EntropyExplorer: Differential Shannon Entropy, Differential Coefficient of...

Description Usage Arguments Details Value Note Author(s) References Examples

Description

Function EntropyExplorer calculates differential Shannon entropy, differential coefficient of variation and differential expression, plus corresponding p-values and adjusted p-values, on two numeric matrices with identically labeled rows.

Usage

1
EntropyExplorer(expm1, expm2, dmetric, otype, ntop, nperm, shift, padjustmethod)

Arguments

expm1

A numeric matrix with labeled rows and columns.

expm2

A numeric matrix with labeled rows and columns.
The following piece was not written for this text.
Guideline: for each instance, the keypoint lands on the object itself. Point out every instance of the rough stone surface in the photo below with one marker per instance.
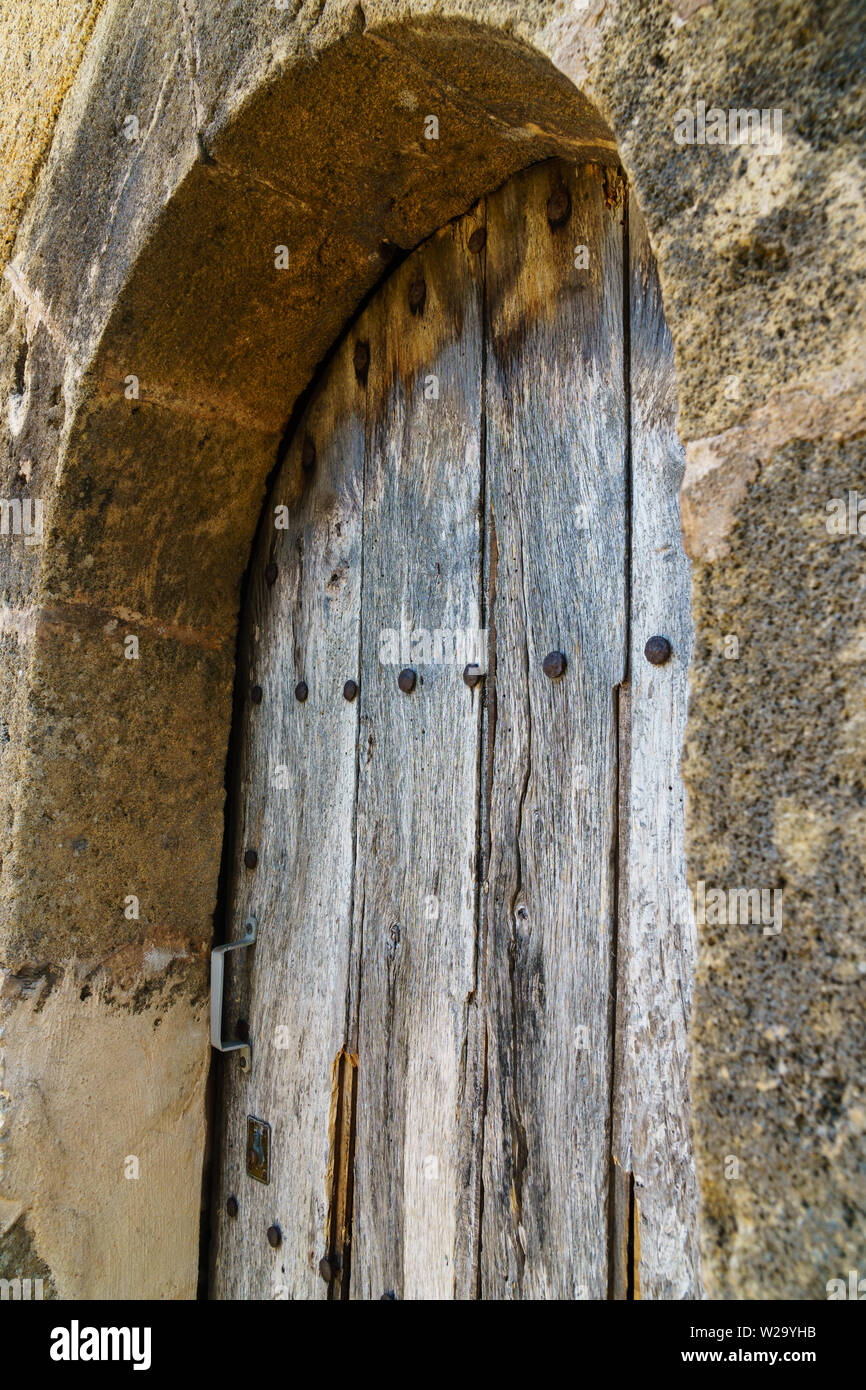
(154, 257)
The number of rows and the row labels must exactly match those in expm1. The order of expm1 and expm2 does not matter.

dmetric

Specifies which differential metric to calculate. It must be either "de" for differential expression, "dse" for differential Shannon entropy or "dcv" for differential coefficient of variation. The formulas used to calculate differential Shannon entropy and differential coefficient of variation appear in [1].

otype

Specifies the output type, either "v" for value, "pr" for p-value with output sorted by raw p-value, "pa" for p-value with output sorted by adjusted p-value, "bv" for both value and p-value with output sorted by absolute differential value, "br" for both value and p-value with output sorted by raw p-value, "ba" for both value and p-value with output sorted by adjusted p-value, "vu" for value without sorting the output, "pu" for p-value without sorting the output, or "bu" for both value and p-value without sorting the output. The particular calculation or statistical test performed on each row of the two input matrices is based on which combination of dmetric and otype arguments is specified. The table below describes the possible combinations.

dmetric otype output
de v Difference between mean expression levels
de pr, pa Differential expression p-value obtained from a t-test
and adjusted p-value, sorted by raw or adjusted p-value.
dse v Differential Shannon entropy
dse pr, pa Differential Shannon entropy p-value obtained from a
permutation test and adjusted p-value, sorted by raw or adjusted p-value.
dcv v Differential coefficient of variation
dcv pr, pa Differential coefficient of variation p-value obtained from the
Fligner-Killeen test, as suggested in [2] and adjusted p-value,
sorted by raw or adjusted p-value.
de,dse,dcv bv Both values and raw and adjusted p-values, sorted by absolute value
de,dse,dcv br, ba Both values and raw and adjusted p-values, sorted by raw or adjusted p-value
de,dse,dcv vu Differential values, unsorted
de,dse,dcv pu Differential raw and adjusted p-values, unsorted
de,dse,dcv bu Both values and raw and adjusted p-values, unsorted
ntop

Optional argument specifying the number of top genes/probe IDs to return. If set to 10, for example, the function will return the 10 genes/probe IDs with the most significant values, or the first 10 genes/proble IDs in the input if unsorted output is requested. It must be less than or equal to the number of rows in the input data. The default is to return values for all rows in the data set.

nperm

Optional argument specifying the number of permutations to use to obtain a significance p-value. It is only used when dmetric="dse" and otype="pr", "pa", "pu", "br", "ba", "bv", or "bu". The default is 1000. Higher values will yield more precise p-values, but will require longer runtimes. Values lower than 1000 will yield less precise p-values and are not recommended. On data with tens of thousands of rows, permutation testing can take up to several hours.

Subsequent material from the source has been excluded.